The nests constructed by the Stegodyphus genus are the primary means of protection from predators and environmental stressors such as wind and fire as well. Because the nests are so dense and compact, they serve as shields to protect from predators and maintain moisture within the living area. Leaving the nests is highly risky because they become vulnerable to predator attack and they face fitness costs from solar radiation and rains during solitary hunting.

==Commensalism==
Uloborus ferokus has been found to be a commensal of Stegodyphus sarasinorum and has never been observed without association with its host.

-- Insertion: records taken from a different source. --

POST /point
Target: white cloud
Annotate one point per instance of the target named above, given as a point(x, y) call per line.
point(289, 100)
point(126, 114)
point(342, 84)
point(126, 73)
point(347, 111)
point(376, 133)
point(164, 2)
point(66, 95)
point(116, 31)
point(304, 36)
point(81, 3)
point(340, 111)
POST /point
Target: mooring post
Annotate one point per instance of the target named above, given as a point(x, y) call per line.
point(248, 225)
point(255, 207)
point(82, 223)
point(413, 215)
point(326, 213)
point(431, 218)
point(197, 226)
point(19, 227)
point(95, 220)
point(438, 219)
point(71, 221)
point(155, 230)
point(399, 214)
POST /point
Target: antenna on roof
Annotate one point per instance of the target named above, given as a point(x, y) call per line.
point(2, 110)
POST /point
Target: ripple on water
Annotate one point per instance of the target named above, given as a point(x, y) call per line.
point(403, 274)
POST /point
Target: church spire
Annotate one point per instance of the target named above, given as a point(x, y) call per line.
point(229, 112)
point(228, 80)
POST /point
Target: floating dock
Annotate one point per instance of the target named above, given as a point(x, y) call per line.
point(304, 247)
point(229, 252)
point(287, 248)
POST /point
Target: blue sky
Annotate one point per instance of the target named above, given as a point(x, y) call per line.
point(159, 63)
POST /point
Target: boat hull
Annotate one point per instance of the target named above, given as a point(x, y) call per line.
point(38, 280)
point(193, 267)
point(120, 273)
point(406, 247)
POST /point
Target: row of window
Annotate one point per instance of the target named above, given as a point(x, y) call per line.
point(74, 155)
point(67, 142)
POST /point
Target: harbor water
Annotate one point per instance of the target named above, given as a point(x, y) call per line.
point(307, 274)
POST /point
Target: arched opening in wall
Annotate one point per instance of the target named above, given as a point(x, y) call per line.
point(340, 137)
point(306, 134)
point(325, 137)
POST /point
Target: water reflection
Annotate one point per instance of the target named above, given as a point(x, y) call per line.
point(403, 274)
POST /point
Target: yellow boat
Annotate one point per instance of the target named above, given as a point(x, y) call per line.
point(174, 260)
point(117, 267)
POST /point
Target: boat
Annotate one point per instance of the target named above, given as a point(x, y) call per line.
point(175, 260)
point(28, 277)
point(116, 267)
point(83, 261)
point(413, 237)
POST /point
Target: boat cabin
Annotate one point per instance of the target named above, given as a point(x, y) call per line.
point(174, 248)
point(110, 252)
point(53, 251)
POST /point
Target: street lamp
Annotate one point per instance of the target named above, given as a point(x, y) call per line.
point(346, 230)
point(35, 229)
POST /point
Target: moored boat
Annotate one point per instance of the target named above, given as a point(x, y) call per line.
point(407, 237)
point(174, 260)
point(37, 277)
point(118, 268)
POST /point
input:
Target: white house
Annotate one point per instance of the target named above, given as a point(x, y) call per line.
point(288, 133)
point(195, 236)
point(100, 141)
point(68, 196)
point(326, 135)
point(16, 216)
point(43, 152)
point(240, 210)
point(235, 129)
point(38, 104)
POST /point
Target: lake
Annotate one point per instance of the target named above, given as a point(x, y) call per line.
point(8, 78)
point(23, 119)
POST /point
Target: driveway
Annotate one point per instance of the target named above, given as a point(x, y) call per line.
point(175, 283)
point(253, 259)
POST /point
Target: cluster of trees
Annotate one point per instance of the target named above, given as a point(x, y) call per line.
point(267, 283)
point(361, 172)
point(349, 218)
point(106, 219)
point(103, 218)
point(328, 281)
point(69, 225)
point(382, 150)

The sticky webs of S. sarasinorum serve as a site where the primary orbs of U. ferokus can attach. Another advantage for the commensals is that staying in the web provides them with access to the small insects that get lodged in the threads. The webs also prevent Idris, an egg parasite, from damaging the cocoons of U. ferokus.

==Bites==
Stegodyphus sarasinorum has not been observed to cause any harm to humans or vertebrate animals.